Assuming its possible. Palpetine told Anakin the story, told him he knew how to do it, then was like oh yeah -- we'll figure it out, just kidding.  I'm convinced anakin wasn't actually having visions of the future, but Palpetine was sending them to him, to get him interested in the Dark Side, using the one thing he "loved"; Padme.  I could believe the light side to have the power to heal/create, but not the dark.


----------



## minicoop1985 (Dec 23, 2015)

That theory about Palpatine sending Anakin those visions is a good point. I hadn't thought about that.

Vader choked some people, but he never threw the tantrums that Kylo Ren does.

I just hate the idea that the force is controlled by bacteria. It was never mentioned in the OT-in fact, I'd say they did a great job of explaining what the force is, and it sure as hell isn't bacteria. In fact, Maz Kenata's explanation in TFA goes against the bacteria theory.

You are correct that Jar Jar's move to grant the Chancellor emergency powers is what doomed the Republic. It's all his fault, which makes him even worse.

Lucas wasn't such a terrible writer. He did pen the OT, and those movies were quite good.


----------



## Braineack (Dec 23, 2015)

minicoop1985 said:


> You are correct that Jar Jar's move to grant the Chancellor emergency powers is what doomed the Republic. It's all his fault, which makes him even worse.
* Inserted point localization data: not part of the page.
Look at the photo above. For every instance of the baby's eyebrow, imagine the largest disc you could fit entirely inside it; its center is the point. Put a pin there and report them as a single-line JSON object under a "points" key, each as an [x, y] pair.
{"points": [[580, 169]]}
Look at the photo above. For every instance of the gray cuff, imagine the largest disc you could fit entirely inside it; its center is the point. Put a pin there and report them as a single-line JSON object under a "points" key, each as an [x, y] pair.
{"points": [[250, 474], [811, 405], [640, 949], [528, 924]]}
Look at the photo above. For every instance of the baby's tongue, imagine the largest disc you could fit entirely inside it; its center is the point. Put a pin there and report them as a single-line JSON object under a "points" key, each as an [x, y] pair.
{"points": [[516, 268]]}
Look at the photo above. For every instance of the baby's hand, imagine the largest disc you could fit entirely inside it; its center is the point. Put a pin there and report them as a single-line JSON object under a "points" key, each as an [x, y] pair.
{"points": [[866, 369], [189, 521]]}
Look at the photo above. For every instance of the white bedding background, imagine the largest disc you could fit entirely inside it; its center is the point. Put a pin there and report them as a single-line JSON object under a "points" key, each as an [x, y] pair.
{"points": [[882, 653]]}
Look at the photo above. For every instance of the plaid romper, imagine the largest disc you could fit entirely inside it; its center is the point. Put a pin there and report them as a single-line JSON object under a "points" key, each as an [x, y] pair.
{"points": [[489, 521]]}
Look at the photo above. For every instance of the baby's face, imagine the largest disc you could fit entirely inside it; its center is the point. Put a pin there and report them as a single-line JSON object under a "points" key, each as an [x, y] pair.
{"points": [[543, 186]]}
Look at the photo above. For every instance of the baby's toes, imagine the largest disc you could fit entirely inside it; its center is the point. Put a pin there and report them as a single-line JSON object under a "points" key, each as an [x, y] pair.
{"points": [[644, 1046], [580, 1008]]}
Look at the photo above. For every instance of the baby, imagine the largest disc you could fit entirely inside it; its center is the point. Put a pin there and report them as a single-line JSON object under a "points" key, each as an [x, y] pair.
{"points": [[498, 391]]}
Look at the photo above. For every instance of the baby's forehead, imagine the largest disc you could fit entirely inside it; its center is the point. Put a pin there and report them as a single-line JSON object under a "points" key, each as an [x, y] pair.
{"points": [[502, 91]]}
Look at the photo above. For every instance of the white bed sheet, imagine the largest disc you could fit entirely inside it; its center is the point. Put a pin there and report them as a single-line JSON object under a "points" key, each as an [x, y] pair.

The theory is he was the anti-yoda -- was powerful in the force -- and it was to be revealed in clone wars that he was actually working with palpetine. It's too coincindental that he happened upon the jedis, and then somehow gets into a position to grant emergancy powers to the senator (both being from the same home planet). But they wrote him out because no one would have been able to stomach him, so it's just theory.  But yeah, he was awful and ruined the movie along with the pod racers.  But Lucas is a child and stuff that entertains kids, entertains Lucas.

Clone Wars and Revenge are still imporant as it shows Anakin's path to the dark side.


----------



## runnah (Dec 23, 2015)

Mark my words, they will remake the prequels. 

The biggest crime is that they wasted some very talented actors on such a horrible script and terrible direction.


----------



## runnah (Dec 23, 2015)

Braineack said:


> Clone Wars and Revenge are still imporant as it shows Anakin's path to the dark side.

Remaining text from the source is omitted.